You might check the door once… then again… and then again, just to be sure. Even when part of you knows everything is okay, the doubt doesn’t fully go away.
This experience is common in OCD and is often referred to as checking OCD.
What Is Checking OCD?
Checking OCD is a form of obsessive-compulsive disorder where a person feels driven to repeatedly check things in order to prevent harm, reduce anxiety, or feel certain.
In OCD, obsessions are intrusive thoughts, images, or urges that cause distress, and compulsions are behaviours performed to reduce that distress.
Checking is a type of compulsion.
It is not simply about being careful or responsible. It is driven by a need for certainty and a fear that something bad could happen if the checking is not done “properly.”

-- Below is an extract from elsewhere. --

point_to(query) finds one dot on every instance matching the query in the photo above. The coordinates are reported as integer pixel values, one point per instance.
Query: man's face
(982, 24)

What Does Checking OCD Look Like?
Checking can take many forms, depending on the fear behind it.
Some common examples include:
- Repeatedly checking doors, windows, or alarms
- Checking that appliances are turned off
- Re-reading messages or emails before sending
- Checking for mistakes or errors
- Seeking reassurance from others (“Are you sure it’s okay?”)
For some people, checking can also be mental:
- Replaying events to make sure nothing went wrong
- Trying to “feel certain” that everything is safe
While the behaviour may change, the underlying experience is similar: a sense that something is not quite resolved.
What Drives the Urge to Check?
At the core of checking OCD is often a combination of:
Fear of Harm
A belief that something bad could happen:
- “What if I left the stove on and it causes a fire?”
Inflated Responsibility
A feeling of being responsible for preventing harm:
- “If something goes wrong, it will be my fault.”
Intolerance of Uncertainty
Difficulty accepting “maybe”:
- “I need to be 100% sure.”
These experiences can make even small uncertainties feel urgent and important.
The OCD Cycle in Checking
Checking follows the same pattern seen in other forms of OCD.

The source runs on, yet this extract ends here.